Start with Nonsense, Fabricate the Data? Truly Outraged by a "Divine Paper"

By 苏剑林 | December 04, 2021

This article discusses my experience of being outraged by a "divine paper" that came out yesterday.

This "divine paper" is 《How not to Lie with a Benchmark: Rearranging NLP Leaderboards》. The general content of the paper argues that many current leaderboards use the arithmetic mean for averaging, while it contends that the geometric mean and harmonic mean are more reasonable. Most critically, it re-calculates the rankings for models on leaderboards like GLUE and SuperGLUE using geometric and harmonic means, claiming to find that models which previously surpassed humans no longer do so under the new averaging schemes.

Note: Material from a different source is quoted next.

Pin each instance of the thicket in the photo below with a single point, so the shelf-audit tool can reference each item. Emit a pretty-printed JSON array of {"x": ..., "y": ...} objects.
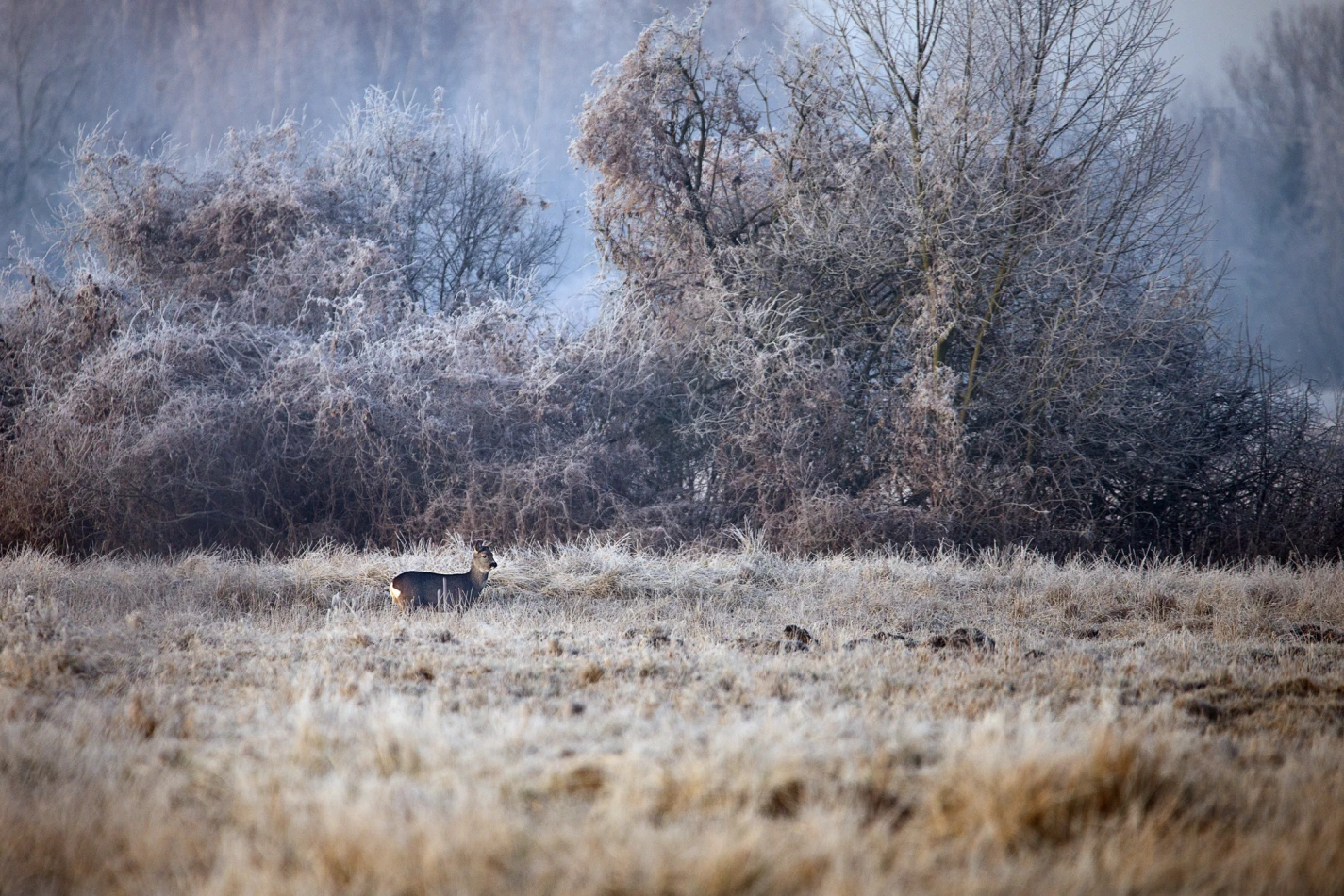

Doesn't that sound quite interesting? I thought so too, which is why I planned to write a blog post to introduce it. However, as I was finishing the post and cross-checking the data, I discovered that the data in the tables was completely fabricated!!! The actual results do not support its conclusions at all!!! Consequently, this blog post has turned from a "commendation ceremony" into a "criticism session"...

Talking Nonsense

First, let's look at the first table from this "divine paper," which concerns partial results from the GLUE leaderboard:

GLUE leaderboard calculation results from the 'divine paper'
Calculation results for the GLUE leaderboard in the "divine paper"

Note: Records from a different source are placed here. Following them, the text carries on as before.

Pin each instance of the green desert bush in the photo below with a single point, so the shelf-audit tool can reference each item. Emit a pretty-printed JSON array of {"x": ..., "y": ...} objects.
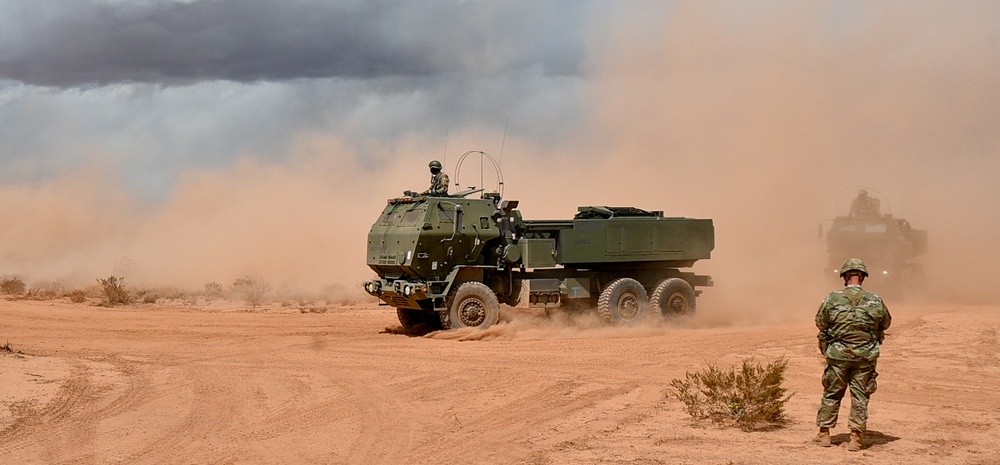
[
  {"x": 77, "y": 296},
  {"x": 252, "y": 289},
  {"x": 114, "y": 291},
  {"x": 749, "y": 397},
  {"x": 12, "y": 285}
]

Setting everything else aside, the fact that the "semi-colon/comma" (,) and "decimal point" (.) are confused in the tables of this "divine paper" is disgusting enough (this is even worse in the SuperGLUE table below). But if it were just minor issues like that, I might have endured it. What is truly intolerable is that the calculation rules for AM (Arithmetic Mean), GM (Geometric Mean), and HM (Harmonic Mean) within it are completely "arbitrary"!

I experimented for a long time and finally figured out the calculation rules for this table:

1. All AMs are calculated using the scores of the first 10 tasks (even though the table above only shows the first 8 tasks);

2. The GM and HM for the Human row are calculated using the scores of the first 10 tasks;

3. The GM and HM for the other model rows are calculated using the scores of all 11 tasks.

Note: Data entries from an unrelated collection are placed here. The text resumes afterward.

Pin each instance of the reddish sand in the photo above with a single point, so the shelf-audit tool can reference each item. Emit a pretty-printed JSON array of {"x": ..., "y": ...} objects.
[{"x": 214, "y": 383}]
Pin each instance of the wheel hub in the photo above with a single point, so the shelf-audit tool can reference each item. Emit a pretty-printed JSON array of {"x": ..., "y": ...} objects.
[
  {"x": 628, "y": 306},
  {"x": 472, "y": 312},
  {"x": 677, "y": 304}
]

Since the score for the 11th task is lower than the others, calculating the models' GM and HM this way makes them lower than the Human scores. The authors then directly concluded that under GM and HM, human performance remains in first place. In fact, if everyone were measured against the same set of tasks, there would be basically no difference in rankings between AM, GM, and HM. Moreover, anyone with a slightly normal mathematical mind can see the impropriety of these results: model performance significantly exceeds humans on many tasks and is only slightly lower on a few. Therefore, any normal averaging algorithm couldn't possibly conclude that humans far exceed models, yet the authors simply believed it...

The same error appears in SuperGLUE:

SuperGLUE leaderboard calculation results from the 'divine paper'
Calculation results for the SuperGLUE leaderboard in the "divine paper"

The calculation rules are as follows:

1. All AMs are calculated using the scores of the first 8 tasks;

2. All GMs and HMs are calculated using the scores of all 10 tasks.

In fact, if AM were also calculated using the scores of the 10 tasks, human performance would also rank first according to the AM ranking. In other words, as long as everyone's calculation standards are the same, the rankings for AM, GM, and HM show no significant difference.

Truly Helpless

Incidentally, this paper was accepted into a NeurIPS 2021 Workshop. Although Workshops are usually far inferior to formal papers, they shouldn't be a mess to this extent. Looking at the title of this paper again, I wonder if it should be changed to "How not to Lie with this paper"?

It seems that in the future, when we read papers, we must not only care about the reproducibility of the results but also pay attention to whether their summations, means, and variances are calculated correctly~ Truly, every kind of bizarre possibility exists~

Originally published at: https://kexue.fm/archives/8783